Cancer stem-like cells (CSC) may be critical to maintain the malignant behavior of solid and hematopoietic cancers. Recently, patients with endometrial cancer whose tumors expressed high levels of aldehyde dehydrogenase (ALDH), a detoxifying enzyme characteristic of many progenitor and stem cells, exhibited a relative reduction in survival compared with patients with low levels of ALDH. Given evidence of its role as a CSC marker, we hypothesized that high level of ALDH activity (ALDHhi) in a tumor might positively correlate with the presence of stem-and progenitor-like tumor cells in this disease setting. In support of this hypothesis, ALDH could be used to enrich for CSC in endometrial cancer cell lines and primary tumors, as illustrated by the increased tumor-initiating capacity of ALDHhi cells in immunodeficient mice. ALDHhi cells also exhibited greater clonogenic and organoid-forming capacity compared with ALDHlo cells. Notably, the number of ALDHhi cells in tumor cell lines and primary tumors inversely correlated with differentiation grade.

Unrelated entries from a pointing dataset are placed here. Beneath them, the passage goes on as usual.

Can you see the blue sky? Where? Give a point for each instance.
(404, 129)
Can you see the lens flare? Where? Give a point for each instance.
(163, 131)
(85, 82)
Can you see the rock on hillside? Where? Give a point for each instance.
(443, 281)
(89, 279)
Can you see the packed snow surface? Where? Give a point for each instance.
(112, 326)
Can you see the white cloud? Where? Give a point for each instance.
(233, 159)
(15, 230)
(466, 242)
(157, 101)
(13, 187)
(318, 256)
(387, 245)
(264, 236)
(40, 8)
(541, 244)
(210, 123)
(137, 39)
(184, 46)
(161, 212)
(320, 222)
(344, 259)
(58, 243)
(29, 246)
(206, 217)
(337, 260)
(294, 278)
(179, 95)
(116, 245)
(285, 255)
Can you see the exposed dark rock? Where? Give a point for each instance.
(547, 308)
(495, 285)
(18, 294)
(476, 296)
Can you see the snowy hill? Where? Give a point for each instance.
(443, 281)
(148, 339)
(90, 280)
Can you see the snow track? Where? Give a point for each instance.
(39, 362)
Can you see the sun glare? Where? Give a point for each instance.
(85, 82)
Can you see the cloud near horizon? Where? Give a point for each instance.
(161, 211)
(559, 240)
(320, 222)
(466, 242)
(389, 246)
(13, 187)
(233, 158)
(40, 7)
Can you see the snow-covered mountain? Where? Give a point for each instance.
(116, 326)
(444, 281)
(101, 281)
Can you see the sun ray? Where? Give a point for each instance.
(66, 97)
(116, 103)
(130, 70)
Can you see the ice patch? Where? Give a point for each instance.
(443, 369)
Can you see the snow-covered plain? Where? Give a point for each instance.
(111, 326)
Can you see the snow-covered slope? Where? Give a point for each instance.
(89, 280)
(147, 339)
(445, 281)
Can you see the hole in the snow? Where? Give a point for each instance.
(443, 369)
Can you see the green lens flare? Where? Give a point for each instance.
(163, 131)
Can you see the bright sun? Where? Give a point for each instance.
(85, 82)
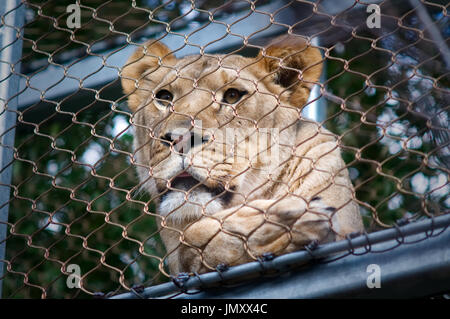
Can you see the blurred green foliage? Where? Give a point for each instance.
(76, 198)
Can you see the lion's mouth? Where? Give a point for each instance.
(186, 182)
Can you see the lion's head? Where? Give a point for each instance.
(182, 109)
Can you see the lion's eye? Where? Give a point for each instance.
(164, 97)
(232, 96)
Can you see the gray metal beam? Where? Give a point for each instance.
(378, 241)
(11, 15)
(97, 70)
(408, 271)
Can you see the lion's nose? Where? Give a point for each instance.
(182, 142)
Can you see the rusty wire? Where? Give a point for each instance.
(68, 209)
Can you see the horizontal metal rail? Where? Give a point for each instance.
(371, 247)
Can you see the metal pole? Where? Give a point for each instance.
(385, 239)
(12, 18)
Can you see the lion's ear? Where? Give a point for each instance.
(146, 58)
(295, 65)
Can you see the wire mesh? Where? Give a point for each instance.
(83, 194)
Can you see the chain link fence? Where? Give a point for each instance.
(78, 221)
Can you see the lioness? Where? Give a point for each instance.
(217, 204)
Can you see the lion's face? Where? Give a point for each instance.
(207, 126)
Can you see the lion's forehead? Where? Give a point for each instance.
(211, 72)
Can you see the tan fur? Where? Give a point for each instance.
(307, 195)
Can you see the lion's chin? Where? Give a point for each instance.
(187, 200)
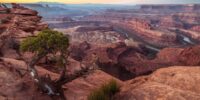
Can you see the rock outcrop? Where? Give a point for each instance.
(20, 86)
(173, 83)
(16, 24)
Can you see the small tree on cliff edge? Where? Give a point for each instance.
(49, 42)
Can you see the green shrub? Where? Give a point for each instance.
(105, 92)
(46, 41)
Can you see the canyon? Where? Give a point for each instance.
(152, 51)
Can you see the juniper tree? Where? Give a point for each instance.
(50, 42)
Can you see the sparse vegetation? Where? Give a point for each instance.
(105, 92)
(56, 44)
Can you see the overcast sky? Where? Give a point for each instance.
(113, 1)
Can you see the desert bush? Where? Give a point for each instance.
(105, 92)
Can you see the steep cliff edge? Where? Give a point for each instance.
(17, 23)
(173, 83)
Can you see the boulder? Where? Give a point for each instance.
(173, 83)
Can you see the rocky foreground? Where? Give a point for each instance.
(170, 75)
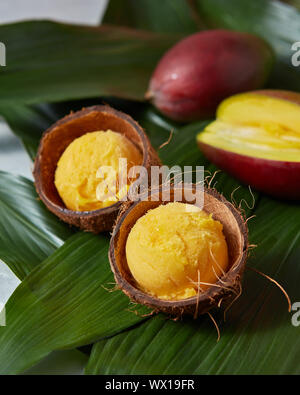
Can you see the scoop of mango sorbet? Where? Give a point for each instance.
(77, 176)
(176, 250)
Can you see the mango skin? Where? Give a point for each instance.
(275, 178)
(280, 179)
(195, 75)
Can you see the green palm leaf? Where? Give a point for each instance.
(29, 233)
(49, 61)
(257, 337)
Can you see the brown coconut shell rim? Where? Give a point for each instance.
(203, 301)
(149, 157)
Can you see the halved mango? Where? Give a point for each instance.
(256, 138)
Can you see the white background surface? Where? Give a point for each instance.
(14, 159)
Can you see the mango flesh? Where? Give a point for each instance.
(200, 71)
(78, 179)
(176, 250)
(256, 138)
(256, 125)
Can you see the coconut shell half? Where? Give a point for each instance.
(227, 287)
(57, 138)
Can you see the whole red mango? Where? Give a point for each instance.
(195, 75)
(256, 138)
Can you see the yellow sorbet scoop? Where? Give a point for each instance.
(79, 179)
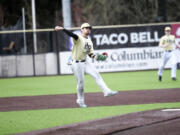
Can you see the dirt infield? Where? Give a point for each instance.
(154, 122)
(91, 99)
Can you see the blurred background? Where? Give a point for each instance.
(27, 35)
(97, 12)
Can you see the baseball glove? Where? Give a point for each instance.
(102, 56)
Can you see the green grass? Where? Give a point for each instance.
(24, 121)
(122, 81)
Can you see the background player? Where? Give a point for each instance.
(82, 47)
(167, 42)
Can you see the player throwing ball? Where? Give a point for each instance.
(167, 42)
(82, 48)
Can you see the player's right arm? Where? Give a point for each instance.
(162, 43)
(71, 34)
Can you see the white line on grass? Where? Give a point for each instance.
(168, 110)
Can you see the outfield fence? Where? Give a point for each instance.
(130, 47)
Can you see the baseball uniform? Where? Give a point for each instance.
(81, 49)
(167, 42)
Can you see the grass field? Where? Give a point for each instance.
(23, 121)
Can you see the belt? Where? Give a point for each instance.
(168, 50)
(79, 61)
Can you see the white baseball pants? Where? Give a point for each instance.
(166, 57)
(79, 69)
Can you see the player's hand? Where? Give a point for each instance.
(102, 57)
(58, 28)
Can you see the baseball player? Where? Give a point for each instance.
(82, 48)
(167, 42)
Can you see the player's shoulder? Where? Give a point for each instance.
(172, 36)
(163, 37)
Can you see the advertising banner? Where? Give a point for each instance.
(125, 59)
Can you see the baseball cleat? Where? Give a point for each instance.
(82, 105)
(160, 78)
(111, 93)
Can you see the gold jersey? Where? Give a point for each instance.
(81, 48)
(167, 40)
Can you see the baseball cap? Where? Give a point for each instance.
(86, 25)
(167, 29)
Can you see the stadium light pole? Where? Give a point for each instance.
(34, 25)
(24, 29)
(66, 5)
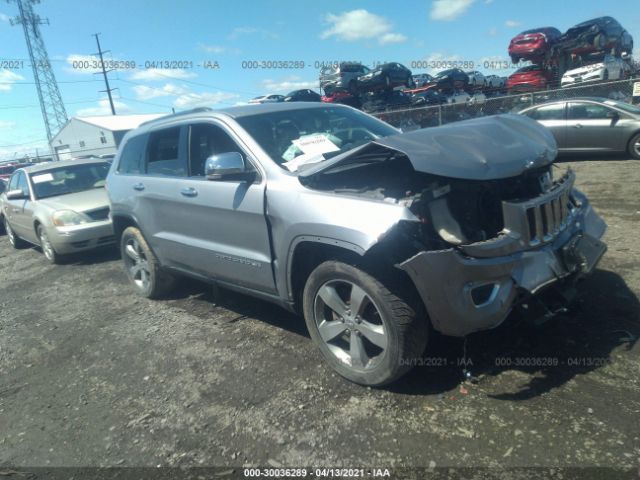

Expression analysis revealed upregulation of IL6 receptor subunits and signal transducers CD126 and GP130 in ALDHhi endometrial cancer cells. Accordingly, targeted inhibition of the IL6 receptor and its downstream effectors JAK1 and STAT3 dramatically reduced tumor cell growth. Overall, our results provide a preclinical rationale to target IL6 or its effector functions as a novel therapeutic option in endometrial cancer. Cancer Res; 75(17); 3608-22.

dx.doi.org/10.1158/0008-5472.CAN-14-2498, hdl.handle.net/1765/85894
Cancer Research
This work was funded by the European Commission 7th Framework Programme; grant id fp7/201662 - An integrated concept of tumor metastasis: implications for therapy (TUMIC)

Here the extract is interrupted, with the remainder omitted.